The classification_report() function generates a text report showing the main classification metrics for each class in the dataset.

      from sklearn.metrics import classification_report
      print(classification_report(y_test, prediction))

      ---Output---       # precision recall f1-score support       #       # 0 0.79 0.61 0.69 18       # 1 0.74 0.87 0.80 23       #       # accuracy 0.76 41       # macro avg 0.76 0.74 0.74 41       # weighted avg 0.76 0.76 0.75 41
  • precision: The ratio of true positives to the total predicted positives (true positives + false positives). It measures how many of the positively predicted instances were actually positive.
  • recall (Sensitivity): The ratio of true positives to the total actual positives (true positives + false negatives). It measures how many of the actual positive instances were correctly predicted.
  • f1-score: The harmonic mean of precision and recall. It provides a balanced measure that considers both precision and recall. A higher f1-score indicates better performance.
  • support: The number of actual instances in each class in the test set.
  • Logistic Regression

    ↪ 8. Model Coefficients

    The code below focuses on extracting and visualizing the coefficients of a trained logistic regression model. It extracts the coefficients learned by the trained model using lr.coef_[0]. These coefficients are then organized into a Pandas DataFrame coef_df, where each row contains a feature name and its corresponding coefficient. An additional column, 'abs_coefficient', is calculated, which represents the absolute value of the coefficient. The DataFrame is then sorted in descending order to reveal the features with the largest influence on the model.

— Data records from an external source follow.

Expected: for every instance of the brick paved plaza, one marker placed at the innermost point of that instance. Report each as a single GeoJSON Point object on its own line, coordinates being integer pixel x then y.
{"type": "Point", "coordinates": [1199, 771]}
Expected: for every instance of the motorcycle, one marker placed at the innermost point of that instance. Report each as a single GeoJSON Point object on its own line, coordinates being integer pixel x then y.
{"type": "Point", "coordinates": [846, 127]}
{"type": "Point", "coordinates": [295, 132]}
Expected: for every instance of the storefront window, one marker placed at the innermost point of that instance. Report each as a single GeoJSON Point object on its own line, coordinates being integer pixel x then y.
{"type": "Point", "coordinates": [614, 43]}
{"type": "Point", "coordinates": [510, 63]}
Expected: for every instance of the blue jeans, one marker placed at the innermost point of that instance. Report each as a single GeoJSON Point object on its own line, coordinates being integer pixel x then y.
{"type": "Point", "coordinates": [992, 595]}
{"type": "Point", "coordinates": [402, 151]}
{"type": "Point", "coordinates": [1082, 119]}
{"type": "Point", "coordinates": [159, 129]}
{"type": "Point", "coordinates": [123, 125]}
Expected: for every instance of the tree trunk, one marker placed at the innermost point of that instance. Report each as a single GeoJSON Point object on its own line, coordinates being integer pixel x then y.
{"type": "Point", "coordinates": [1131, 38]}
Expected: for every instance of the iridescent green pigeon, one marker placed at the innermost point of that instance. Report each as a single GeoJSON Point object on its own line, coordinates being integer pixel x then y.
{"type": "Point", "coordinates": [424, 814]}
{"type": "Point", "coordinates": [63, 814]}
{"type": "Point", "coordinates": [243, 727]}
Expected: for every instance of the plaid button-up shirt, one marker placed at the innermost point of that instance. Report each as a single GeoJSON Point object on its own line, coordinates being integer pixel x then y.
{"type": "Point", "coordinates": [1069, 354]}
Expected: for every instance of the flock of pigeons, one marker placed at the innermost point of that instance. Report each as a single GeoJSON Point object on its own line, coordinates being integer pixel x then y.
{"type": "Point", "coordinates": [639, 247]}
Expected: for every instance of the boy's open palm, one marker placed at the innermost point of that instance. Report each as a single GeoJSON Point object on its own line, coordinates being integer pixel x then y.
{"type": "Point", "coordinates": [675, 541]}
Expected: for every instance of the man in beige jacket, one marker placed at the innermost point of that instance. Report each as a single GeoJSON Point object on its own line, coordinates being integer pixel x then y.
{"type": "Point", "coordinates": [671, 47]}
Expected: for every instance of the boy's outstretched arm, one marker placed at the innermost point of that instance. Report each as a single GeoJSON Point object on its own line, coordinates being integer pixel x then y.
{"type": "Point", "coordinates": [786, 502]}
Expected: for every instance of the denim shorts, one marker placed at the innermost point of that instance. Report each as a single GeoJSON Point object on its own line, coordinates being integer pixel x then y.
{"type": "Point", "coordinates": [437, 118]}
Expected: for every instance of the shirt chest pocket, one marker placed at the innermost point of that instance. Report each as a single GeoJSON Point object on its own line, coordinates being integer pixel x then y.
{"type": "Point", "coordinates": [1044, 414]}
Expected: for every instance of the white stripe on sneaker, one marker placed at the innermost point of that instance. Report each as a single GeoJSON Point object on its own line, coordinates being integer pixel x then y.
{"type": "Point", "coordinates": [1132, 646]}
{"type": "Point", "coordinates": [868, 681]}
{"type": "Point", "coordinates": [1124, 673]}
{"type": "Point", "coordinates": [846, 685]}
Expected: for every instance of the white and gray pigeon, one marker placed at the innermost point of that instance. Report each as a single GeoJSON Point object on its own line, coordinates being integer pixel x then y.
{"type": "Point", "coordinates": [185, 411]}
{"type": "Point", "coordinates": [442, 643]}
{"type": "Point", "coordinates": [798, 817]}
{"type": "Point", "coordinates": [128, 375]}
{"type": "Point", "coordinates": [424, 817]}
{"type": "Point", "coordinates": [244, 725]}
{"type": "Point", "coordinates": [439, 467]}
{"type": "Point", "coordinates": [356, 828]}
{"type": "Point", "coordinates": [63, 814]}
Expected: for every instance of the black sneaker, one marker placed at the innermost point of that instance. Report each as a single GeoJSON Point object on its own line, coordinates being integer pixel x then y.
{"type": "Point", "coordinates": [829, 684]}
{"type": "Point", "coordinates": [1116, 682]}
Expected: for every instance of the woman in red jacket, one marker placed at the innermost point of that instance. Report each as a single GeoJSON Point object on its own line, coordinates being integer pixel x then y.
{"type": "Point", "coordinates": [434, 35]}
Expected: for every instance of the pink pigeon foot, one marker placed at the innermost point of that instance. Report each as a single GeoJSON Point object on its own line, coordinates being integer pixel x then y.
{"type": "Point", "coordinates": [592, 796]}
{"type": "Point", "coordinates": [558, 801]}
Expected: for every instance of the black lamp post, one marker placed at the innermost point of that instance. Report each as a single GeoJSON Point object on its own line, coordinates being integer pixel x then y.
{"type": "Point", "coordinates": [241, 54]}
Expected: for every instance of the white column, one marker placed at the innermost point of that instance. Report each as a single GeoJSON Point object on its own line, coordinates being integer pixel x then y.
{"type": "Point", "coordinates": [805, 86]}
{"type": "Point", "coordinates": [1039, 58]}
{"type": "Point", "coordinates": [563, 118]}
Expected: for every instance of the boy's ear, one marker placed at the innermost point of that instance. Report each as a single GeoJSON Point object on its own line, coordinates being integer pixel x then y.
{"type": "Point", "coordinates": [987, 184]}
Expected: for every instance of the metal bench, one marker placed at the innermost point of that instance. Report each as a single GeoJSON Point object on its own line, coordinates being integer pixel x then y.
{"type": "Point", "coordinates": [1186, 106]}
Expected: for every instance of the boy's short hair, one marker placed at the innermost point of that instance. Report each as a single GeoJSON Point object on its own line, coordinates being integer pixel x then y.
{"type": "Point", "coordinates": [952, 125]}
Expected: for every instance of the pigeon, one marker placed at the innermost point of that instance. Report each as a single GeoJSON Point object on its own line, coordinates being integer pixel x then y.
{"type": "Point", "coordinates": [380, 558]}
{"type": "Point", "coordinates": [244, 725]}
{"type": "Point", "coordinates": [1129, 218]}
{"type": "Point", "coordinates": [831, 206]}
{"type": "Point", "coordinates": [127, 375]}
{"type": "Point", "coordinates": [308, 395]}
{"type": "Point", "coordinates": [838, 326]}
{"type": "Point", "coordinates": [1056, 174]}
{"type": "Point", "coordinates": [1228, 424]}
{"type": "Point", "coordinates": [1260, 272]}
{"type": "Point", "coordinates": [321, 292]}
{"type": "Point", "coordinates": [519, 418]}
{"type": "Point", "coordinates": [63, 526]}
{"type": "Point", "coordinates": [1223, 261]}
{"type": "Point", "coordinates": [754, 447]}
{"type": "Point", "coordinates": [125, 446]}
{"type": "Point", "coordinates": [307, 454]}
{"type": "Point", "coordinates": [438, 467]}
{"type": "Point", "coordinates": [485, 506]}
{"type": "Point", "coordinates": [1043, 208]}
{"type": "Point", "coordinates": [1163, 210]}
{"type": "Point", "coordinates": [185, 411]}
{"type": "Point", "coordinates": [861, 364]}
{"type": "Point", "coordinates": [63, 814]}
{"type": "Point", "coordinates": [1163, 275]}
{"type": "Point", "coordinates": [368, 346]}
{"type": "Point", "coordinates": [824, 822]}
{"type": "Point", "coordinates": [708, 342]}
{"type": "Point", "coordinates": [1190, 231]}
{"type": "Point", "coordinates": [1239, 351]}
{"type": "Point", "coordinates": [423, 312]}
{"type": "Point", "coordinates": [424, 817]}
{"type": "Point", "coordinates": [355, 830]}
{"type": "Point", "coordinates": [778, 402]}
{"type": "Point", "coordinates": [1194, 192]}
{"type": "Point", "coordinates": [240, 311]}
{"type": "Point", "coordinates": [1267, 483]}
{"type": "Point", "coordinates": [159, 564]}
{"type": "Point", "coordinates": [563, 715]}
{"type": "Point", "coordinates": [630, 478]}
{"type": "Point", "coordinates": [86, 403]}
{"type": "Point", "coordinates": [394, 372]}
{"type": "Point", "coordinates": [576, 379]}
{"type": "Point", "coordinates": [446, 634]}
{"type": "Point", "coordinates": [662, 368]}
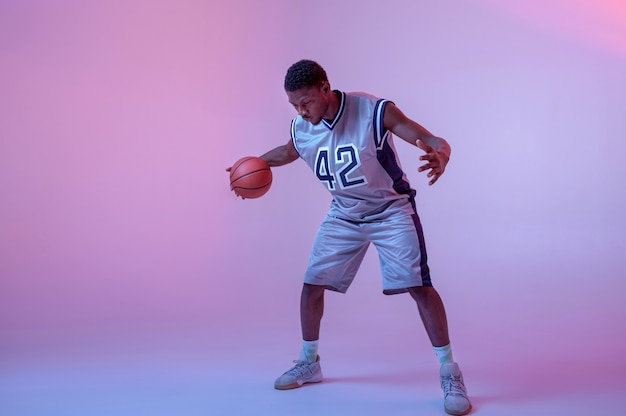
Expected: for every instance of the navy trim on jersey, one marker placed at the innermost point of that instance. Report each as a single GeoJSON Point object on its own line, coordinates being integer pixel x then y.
{"type": "Point", "coordinates": [292, 133]}
{"type": "Point", "coordinates": [424, 269]}
{"type": "Point", "coordinates": [342, 104]}
{"type": "Point", "coordinates": [379, 128]}
{"type": "Point", "coordinates": [387, 158]}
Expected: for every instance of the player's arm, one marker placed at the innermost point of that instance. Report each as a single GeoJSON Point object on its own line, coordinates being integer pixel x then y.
{"type": "Point", "coordinates": [281, 155]}
{"type": "Point", "coordinates": [437, 150]}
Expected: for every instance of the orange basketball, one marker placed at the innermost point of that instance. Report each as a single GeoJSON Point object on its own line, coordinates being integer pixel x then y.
{"type": "Point", "coordinates": [250, 177]}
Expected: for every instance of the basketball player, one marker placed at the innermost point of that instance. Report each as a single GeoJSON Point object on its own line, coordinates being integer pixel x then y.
{"type": "Point", "coordinates": [346, 139]}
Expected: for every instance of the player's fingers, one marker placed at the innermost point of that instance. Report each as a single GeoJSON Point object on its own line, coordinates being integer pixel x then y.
{"type": "Point", "coordinates": [423, 146]}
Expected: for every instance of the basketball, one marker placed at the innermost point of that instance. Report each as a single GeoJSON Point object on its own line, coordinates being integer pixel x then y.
{"type": "Point", "coordinates": [250, 177]}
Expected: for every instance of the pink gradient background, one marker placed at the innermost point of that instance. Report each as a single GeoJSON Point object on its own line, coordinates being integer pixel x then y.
{"type": "Point", "coordinates": [133, 282]}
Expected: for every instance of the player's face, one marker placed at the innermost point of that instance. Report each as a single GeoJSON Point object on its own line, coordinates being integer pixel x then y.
{"type": "Point", "coordinates": [311, 103]}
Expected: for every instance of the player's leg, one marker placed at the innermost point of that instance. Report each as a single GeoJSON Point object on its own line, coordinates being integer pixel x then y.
{"type": "Point", "coordinates": [432, 313]}
{"type": "Point", "coordinates": [311, 312]}
{"type": "Point", "coordinates": [404, 266]}
{"type": "Point", "coordinates": [337, 252]}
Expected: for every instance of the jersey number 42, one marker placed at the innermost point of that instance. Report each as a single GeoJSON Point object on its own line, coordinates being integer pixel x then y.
{"type": "Point", "coordinates": [346, 164]}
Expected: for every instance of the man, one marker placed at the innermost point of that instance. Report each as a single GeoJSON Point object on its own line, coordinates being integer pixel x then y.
{"type": "Point", "coordinates": [346, 139]}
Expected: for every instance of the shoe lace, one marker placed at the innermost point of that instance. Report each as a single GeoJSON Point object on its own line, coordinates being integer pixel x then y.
{"type": "Point", "coordinates": [297, 369]}
{"type": "Point", "coordinates": [453, 385]}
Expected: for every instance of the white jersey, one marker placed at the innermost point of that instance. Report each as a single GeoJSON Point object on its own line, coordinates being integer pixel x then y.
{"type": "Point", "coordinates": [354, 157]}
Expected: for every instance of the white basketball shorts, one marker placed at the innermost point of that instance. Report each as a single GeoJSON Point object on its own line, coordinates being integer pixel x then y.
{"type": "Point", "coordinates": [340, 245]}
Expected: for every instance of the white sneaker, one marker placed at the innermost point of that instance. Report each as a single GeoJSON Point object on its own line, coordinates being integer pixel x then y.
{"type": "Point", "coordinates": [303, 372]}
{"type": "Point", "coordinates": [455, 399]}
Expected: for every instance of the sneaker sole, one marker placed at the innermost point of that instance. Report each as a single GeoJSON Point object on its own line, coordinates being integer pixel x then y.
{"type": "Point", "coordinates": [457, 413]}
{"type": "Point", "coordinates": [294, 385]}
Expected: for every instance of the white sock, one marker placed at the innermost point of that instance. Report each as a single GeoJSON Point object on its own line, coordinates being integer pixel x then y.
{"type": "Point", "coordinates": [444, 354]}
{"type": "Point", "coordinates": [308, 352]}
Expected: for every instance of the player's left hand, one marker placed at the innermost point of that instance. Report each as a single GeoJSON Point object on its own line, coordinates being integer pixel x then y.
{"type": "Point", "coordinates": [436, 162]}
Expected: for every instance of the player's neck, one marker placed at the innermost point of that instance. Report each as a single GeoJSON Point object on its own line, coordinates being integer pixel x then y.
{"type": "Point", "coordinates": [333, 105]}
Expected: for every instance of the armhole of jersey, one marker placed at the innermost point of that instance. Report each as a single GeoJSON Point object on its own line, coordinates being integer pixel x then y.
{"type": "Point", "coordinates": [293, 136]}
{"type": "Point", "coordinates": [380, 133]}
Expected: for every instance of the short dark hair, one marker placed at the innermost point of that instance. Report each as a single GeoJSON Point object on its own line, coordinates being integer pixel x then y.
{"type": "Point", "coordinates": [304, 73]}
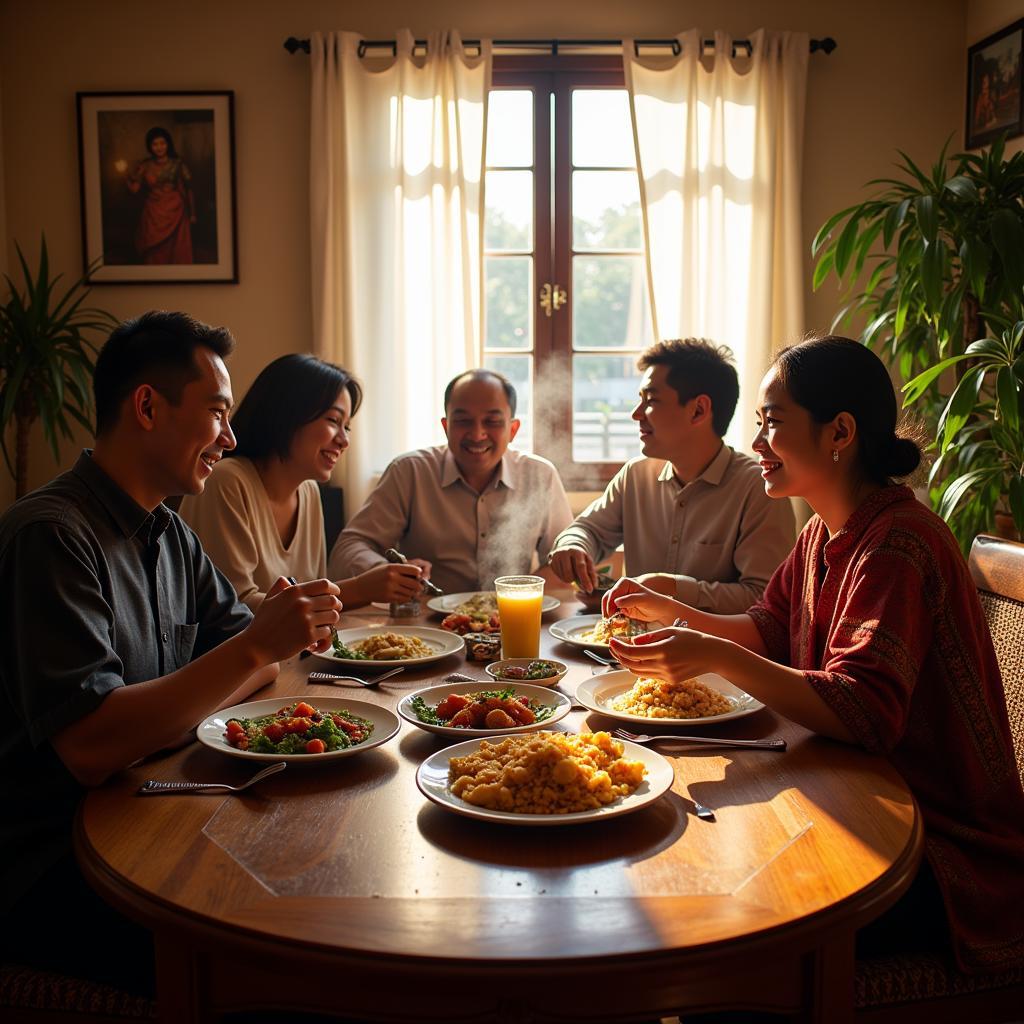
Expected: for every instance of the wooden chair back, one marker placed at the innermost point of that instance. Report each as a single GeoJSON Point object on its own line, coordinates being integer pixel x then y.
{"type": "Point", "coordinates": [997, 568]}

          feature_names = ['Open Price','Prev Close','SMA20']
          coefs = lr.coef_[0]
          coef_df = pd.DataFrame({'feature': feature_names, 'coefficient': coefs})
          coef_df['abs_coefficient'] = abs(coef_df['coefficient'])
          coef_df = coef_df.sort_values('abs_coefficient', ascending = False)
          print(coef_df)
    
          ---Output---       # feature coefficient abs_coefficient       # 0 Open Price 0.078564 0.078564       # 1 Prev Close -0.075680 0.075680       # 2 SMA20 -0.002791 0.002791

    Logistic Regression

    ↪ 9. Visualize the Model Coefficients

    Finally, the code generates a horizontal bar chart to visualize the coefficients of the two most influential features. It uses matplotlib to create a bar chart of the top two features from the sorted coef_df against their raw coefficient values. This visualization helps in quickly identifying which features are most impactful in determining the outcome predicted by the logistic regression model, as well as whether the influence is positive or negative.

          plt.figure(figsize=(10, 8))
          plt.barh(coef_df['feature'][:2], coef_df['coefficient'][:2])
          plt.xlabel("Coefficient Value")
          plt.ylabel("Feature")
          plt.title("Top 2 Feature Coefficients")
          plt.savefig(svgpath + "logreg1.png",  bbox_inches='tight')
          plt.show()
    
    
    Actual vs Predicted

    Logistic Regression

    ↪ 10. Strengths and Weaknesses

    Strengths

  • Relatively easy to understand and implement, even for those without advanced statistical backgrounds.
  • Computationally inexpensive and can be trained relatively quickly, even on moderately sized datasets.
  • Efficient memory usage, making it suitable for environments with limited resources.
  • Provides probabilities for class membership, not just binary predictions. This allows for more nuanced decision-making and threshold adjustment.
  • Built on solid statistical theory, allowing for statistical inference (confidence intervals, p-values) and model validation.
  • Effective for a wide range of binary classification problems across various domains.
  • Weaknesses

  • Assumes a linear relationship between the independent and the dependent variables. If this assumption is violated, the model's performance suffers significantly.
  • Primarily designed for binary classification and its extensions for multiclass classification. It is not a suitable model for regression tasks or problems with more complex outcome variables.
  • Outliers can have a significant impact on the model.
  • A High correlation between independent variables can lead to unstable coefficient estimates and inflated variance, making interpretation difficult.